Forteresse de Tavush

La forteresse de Tavush se dresse dans la partie sud-est de la ville de Berd, sur une colline rocheuse située sur la rive est de la rivière Tavush. Elle se composait d'une citadelle supérieure (environ 500 m²) et d'une forteresse inférieure plus vaste ; le versant nord, plus accessible, était protégé par d'épais remparts et des tours semi-circulaires, tandis qu'une falaise quasi verticale défendait le versant sud.

Aucune inscription ne confirme sa date de construction ; on suppose qu’elle a été édifiée par Smbat Ier Bagratuni entre la fin du IXe et le début du Xe siècle. Un épisode marquant est la rébellion de Tslik Amram : selon Hovhannes Draskhanakertsi, en 921, Amram, gouverneur d’Uti, y mit sa famille à l’abri tout en se rebellant contre Ashot II Yerkat, dont l’armée royale fut vaincue et contrainte de battre en retraite — d’où le nom populaire de la forteresse, « forteresse de Tslik Amram ».

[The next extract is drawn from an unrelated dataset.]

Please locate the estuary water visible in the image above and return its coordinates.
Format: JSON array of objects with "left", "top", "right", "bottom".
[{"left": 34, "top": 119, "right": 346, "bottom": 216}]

La structure la plus intéressante de la forteresse inférieure est l’église de la Sainte Mère de Dieu. Une inscription de cinq lignes découverte lors des fouilles de 1988 indique qu’elle fut construite en 1019, détruite par le tremblement de terre de Gandzak en 1138, puis restaurée l’année suivante par Abas, souverain de la dynastie des Kyurikiens. Il s’agit d’une petite église-halle à nef unique, dotée d’une sacristie au sud-est et d’un gavit nord ajouté ultérieurement.

Au fil du temps, la forteresse passa des mains des Bagratides à celles de Byzance, puis aux Kyurikiens, aux Seldjoukides et aux Vahramiens ; elle fut assiégée pour la dernière fois par les forces mongoles en 1236. Par la suite, les Mongols auraient saisi l’ancien Évangile de la forteresse et l’auraient mis en vente ; en 1238, le prêtre Sargis et des fidèles locaux l’ont racheté et l’ont offert à Vanakan Vardapet. Des fouilles menées entre 2020 et 2022 ont mis au jour un réservoir et des sections de canalisations d’eau en argile dans la citadelle.